Local construction sector rides on favourable winds
November, 24th 2014
Dubai: The local construction and building materials sector could have got itself some breathing space. A dollar that has been firming up quite nicely has made imports from key supplier markets such as China and southern Europe that much cheaper to source. Plus, with China’s own domestic consumption of key construction industry staples, prospects of a firming up in material costs in the medium term appear remote, which will also work in favour of the local sector.
This is of vital significance given that many high-profile project awards are scheduled in the first six months of next year, many of which would have direct bearing on Dubai’s infrastructure preparedness to host the World Expo in 2020. In this context, if construction material prices remain stable or even take a dip, it would mean contractors here need not be concerned unduly about bringing in inflation through imported goods.
“As things stand today, there is no pressure on local suppliers on any key commodity and that should hold true for the next few months,” said Rizwan Sajan, Chairman of Danube. “Suppliers are keeping optimum stocks, and in our case we maintain a 75-90 day inventory. At the same time we retain flexibility to raise stock levels of any particular material depending on demand.” (Sajan contends that there is a flip side to the dollar pricing benefits as these gains will have to be passed on to buyers as well.)
Meanwhile, with China’s own growth stalling, its suppliers are caught with surplus stocks and it could be some time before these are whittled down through orders from outside. According to industry sources, steel products from China have softened in recent weeks, though wood materials have seen no change and, in some cases, did increase due to raw material shortage.
As for cement, it is reckoned there is still ample underutilised production capacity within the region itself and which can be cranked up if there is a sudden demand spurt brought on by a slew of new projects.
“Planning is always vital, particularly where imported materials are required,” said Christopher Seymour, Partner and head of property — UAE at the construction consultancy EC Harris. “In terms of availability, there has not been a dramatic change in lead times over the last few months, with locally sourced commodities still readily available and stock levels remaining generally in balance.
“We, however, expect demand to accelerate in 2015 which could see shortages emerging in some sectors.”
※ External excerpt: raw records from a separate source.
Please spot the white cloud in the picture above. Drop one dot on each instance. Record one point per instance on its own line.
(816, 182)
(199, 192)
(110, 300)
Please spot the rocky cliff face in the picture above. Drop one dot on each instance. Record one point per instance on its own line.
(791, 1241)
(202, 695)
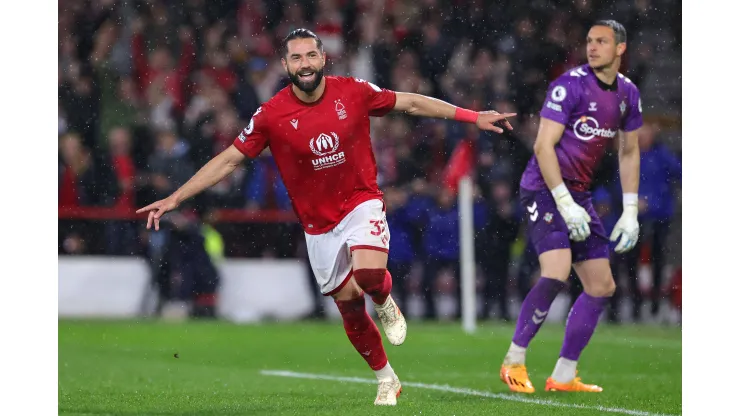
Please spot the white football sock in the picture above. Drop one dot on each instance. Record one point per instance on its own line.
(515, 355)
(565, 370)
(385, 373)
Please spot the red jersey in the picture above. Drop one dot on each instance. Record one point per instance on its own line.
(322, 149)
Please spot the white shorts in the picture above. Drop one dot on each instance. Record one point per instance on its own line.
(330, 254)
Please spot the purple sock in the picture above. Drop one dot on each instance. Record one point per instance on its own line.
(535, 308)
(582, 321)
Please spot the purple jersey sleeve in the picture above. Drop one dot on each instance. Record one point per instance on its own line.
(562, 98)
(633, 118)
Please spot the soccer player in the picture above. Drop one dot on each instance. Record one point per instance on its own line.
(584, 110)
(317, 129)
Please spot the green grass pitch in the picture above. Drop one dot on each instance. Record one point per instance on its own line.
(130, 368)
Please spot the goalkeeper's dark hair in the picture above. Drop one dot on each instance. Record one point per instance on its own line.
(620, 33)
(300, 34)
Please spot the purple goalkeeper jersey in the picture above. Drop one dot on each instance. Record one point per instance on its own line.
(592, 113)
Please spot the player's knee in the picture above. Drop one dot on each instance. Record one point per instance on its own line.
(604, 287)
(556, 264)
(350, 291)
(369, 277)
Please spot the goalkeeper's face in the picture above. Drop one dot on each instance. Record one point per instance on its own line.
(602, 49)
(304, 63)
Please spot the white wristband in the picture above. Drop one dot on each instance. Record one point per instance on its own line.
(560, 191)
(629, 199)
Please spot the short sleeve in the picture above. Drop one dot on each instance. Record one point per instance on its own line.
(633, 119)
(253, 139)
(380, 101)
(561, 100)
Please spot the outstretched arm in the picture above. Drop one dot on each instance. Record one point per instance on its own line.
(629, 163)
(629, 174)
(210, 174)
(423, 106)
(548, 136)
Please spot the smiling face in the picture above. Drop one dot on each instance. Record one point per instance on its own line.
(304, 62)
(602, 48)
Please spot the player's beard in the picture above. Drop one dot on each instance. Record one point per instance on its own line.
(307, 87)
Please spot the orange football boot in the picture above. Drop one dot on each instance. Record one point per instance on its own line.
(516, 377)
(575, 385)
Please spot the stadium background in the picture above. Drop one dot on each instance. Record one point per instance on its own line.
(150, 90)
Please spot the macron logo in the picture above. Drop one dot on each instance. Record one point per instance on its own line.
(539, 316)
(533, 210)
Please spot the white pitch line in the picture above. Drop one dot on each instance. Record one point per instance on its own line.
(465, 391)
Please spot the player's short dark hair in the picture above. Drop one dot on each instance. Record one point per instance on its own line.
(300, 34)
(620, 33)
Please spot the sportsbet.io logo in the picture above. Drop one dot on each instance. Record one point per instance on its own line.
(326, 146)
(586, 128)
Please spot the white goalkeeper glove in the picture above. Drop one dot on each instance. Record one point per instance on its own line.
(627, 226)
(576, 218)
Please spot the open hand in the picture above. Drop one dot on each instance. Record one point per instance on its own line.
(490, 120)
(156, 210)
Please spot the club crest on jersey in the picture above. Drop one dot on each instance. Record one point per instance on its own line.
(339, 108)
(326, 146)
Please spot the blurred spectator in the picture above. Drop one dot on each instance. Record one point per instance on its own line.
(83, 181)
(265, 188)
(495, 241)
(660, 174)
(122, 235)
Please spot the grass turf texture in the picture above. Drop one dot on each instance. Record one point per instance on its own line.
(130, 368)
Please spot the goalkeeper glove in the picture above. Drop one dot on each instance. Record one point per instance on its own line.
(627, 226)
(576, 218)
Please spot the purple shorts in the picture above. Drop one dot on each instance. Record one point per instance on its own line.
(547, 229)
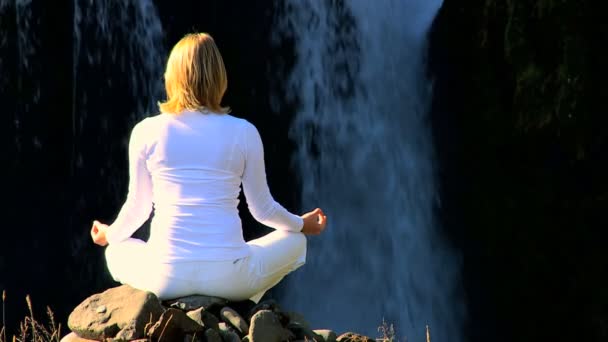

Even here, there are ways that local contractors and their clients could try and lessen the impact. “With large-scale projects breaking ground in 2015-16, there will be continuous pressure of demand of building materials and steel,” said Sameer Lakhani, Managing Director at Global Capital Partners. “Suppliers will favour larger tickets over mid-sized developers ... leaving the latter exposed to price shocks. Precautions that need to be taken are in the form of price hedges and quantity booking.”
Even then, between now and the time the new projects get mobilised in the UAE, the stronger dollar dynamic has its uses. “Combined with the Eurozone’s slack it will help dampen price increases that had already started to affect construction costs as a result of the building boom in the country,” Lakhani said. “Primary beneficiaries at present appear to be local contractors ... but part of the price benefits will pass on to developers as well.”